Griffiths, who was a co-author in a 2020 study in the medical journal, Neuron, explains that there is the possibility that the same disease process contributing to the deterioration of hearing may also be degrading cognition. He outlines that the minor strokes that bring about vascular dementia may be impacting the inner ear. Additionally the research pointed to the likelihood of loss of hearing reducing activity in core regions of the brain that fuel thinking, resulting in an accelerated neurodegeneration.
Griffiths continues, “It could be [that] there’s a boosting effect on the brain from being able to hear, which allows you to better process auditory signals and experience speech and communication and emotional communication,” he said. “Impoverished input leads to impoverished brain reserve, so that leads to a higher risk for dementia.”
Delving further into their work, Griffiths explains a third potential causal factor, the loss of hearing may trigger a person to divert cognitive resources away from other parts of the brain. He comments that a significant collection of studies suggest listening through challenging conditions can result in increased difficulty in executing other tasks that demand attention. In straining to hear, more brain capacity is being utilized to listen to sounds and that brain capacity is diverting away from the brain resources otherwise directed to other tasks.
He further explains it may be the demand on the part of the brain committed to listening under challenging conditions, that actually fuels the speed of the disease process in the segment of the brain utilised for cognitive function.
Medical research is yet to conclude if treating loss of hearing would resist or impede the progression of dementia, Dr. Chern of New York states that the medical community cannot definitely conclude either way yet and that the data is mixed.
Having co-authored a 2021 review in The Laryngoscope looking at the proficiency of hearing aids in reducing dementia risk, they found that while there was partial evidence hearing aids could shield persons with hearing loss and mild cognitive impairment from further degrading, this could not be extrapolated for all cases and causal links.

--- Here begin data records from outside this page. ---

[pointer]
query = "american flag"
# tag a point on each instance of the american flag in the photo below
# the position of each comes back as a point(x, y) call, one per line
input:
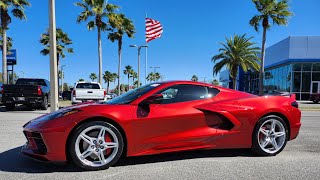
point(153, 29)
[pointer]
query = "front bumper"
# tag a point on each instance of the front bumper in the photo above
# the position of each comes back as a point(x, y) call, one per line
point(78, 101)
point(26, 101)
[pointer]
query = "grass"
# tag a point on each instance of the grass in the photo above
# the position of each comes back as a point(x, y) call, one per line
point(309, 108)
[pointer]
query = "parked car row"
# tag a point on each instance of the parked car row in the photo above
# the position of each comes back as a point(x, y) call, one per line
point(31, 92)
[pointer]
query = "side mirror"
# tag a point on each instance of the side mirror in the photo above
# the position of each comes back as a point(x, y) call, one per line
point(153, 99)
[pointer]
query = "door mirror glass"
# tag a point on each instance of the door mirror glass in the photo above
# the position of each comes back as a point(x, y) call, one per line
point(153, 99)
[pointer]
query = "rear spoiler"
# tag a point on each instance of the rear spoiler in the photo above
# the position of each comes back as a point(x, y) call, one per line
point(293, 96)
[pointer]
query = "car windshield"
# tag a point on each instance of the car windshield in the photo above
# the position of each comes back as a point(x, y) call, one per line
point(132, 95)
point(31, 82)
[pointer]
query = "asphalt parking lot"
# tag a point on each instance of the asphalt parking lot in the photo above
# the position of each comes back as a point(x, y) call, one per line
point(299, 160)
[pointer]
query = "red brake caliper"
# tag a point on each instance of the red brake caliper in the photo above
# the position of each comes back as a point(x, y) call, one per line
point(108, 139)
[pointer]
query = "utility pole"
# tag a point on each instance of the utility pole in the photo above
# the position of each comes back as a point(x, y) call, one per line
point(139, 50)
point(204, 79)
point(53, 58)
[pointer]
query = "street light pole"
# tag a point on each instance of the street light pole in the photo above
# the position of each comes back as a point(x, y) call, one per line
point(155, 68)
point(62, 77)
point(139, 50)
point(53, 57)
point(22, 72)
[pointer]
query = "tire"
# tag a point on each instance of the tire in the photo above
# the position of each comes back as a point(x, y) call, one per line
point(268, 142)
point(89, 151)
point(44, 104)
point(10, 107)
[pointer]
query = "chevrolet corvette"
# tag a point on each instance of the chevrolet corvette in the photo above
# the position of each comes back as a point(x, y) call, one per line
point(160, 118)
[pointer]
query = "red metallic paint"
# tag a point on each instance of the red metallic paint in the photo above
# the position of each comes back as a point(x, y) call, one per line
point(171, 127)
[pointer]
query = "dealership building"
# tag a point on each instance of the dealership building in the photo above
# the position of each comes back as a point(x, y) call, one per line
point(291, 65)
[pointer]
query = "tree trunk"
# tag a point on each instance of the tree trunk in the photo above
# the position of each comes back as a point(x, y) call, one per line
point(100, 55)
point(108, 83)
point(128, 81)
point(234, 81)
point(263, 50)
point(4, 49)
point(119, 64)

However, Chern and his colleagues did state that the adoption of hearing aids should be encouraged, as there was only the potential for help and not harm for those with loss of hearing.
This position was also seconded by Professor Griffith’s partnered Lancet Commission report, as hearing aids could potentially lower dementia risk without any risk of harm.
Examining the mixed results, Griffiths reasons that many possible pathways are present.
“If you restore hearing, you are no longer listening under difficult conditions, so if that’s the problem, the dementia risk might be removed,” he said. But, if difficult listening is triggering the disease process responsible for dementia, “it could already be too late.”
While definitive conclusions are being worked towards in regards to the whys, hows and the exact routes to reduction, researchers are confident of the present evidential link between loss of hearing and dementia.
Additionally, Griffiths and his co-authors have specifically called for lines of inquiry at the molecular, neonatal and systems levels to “pin this down”.
Chern contributes that many longitudinal projects have displayed that hearing loss is the first factor, and other studies have also expressed that with the increased severity of hearing loss comes the greater likelihood of dementia.
Further studies have shown that loss of hearing can be a significant obstacle in people socialising, with the consequence of social isolation resulting in a 50% elevated risk for the onset of dementia.
Chern continues to advocate for the use of hearing aids. While there may be concern over the wearing of a hearing aid, from a perceived stigma of disability or age, he says, not being able to hear anyone may contribute to being seen as old anyway. Far better to have a hearing aid to hear well, and position yourself to be in the best place to limit the likelihood of dementia.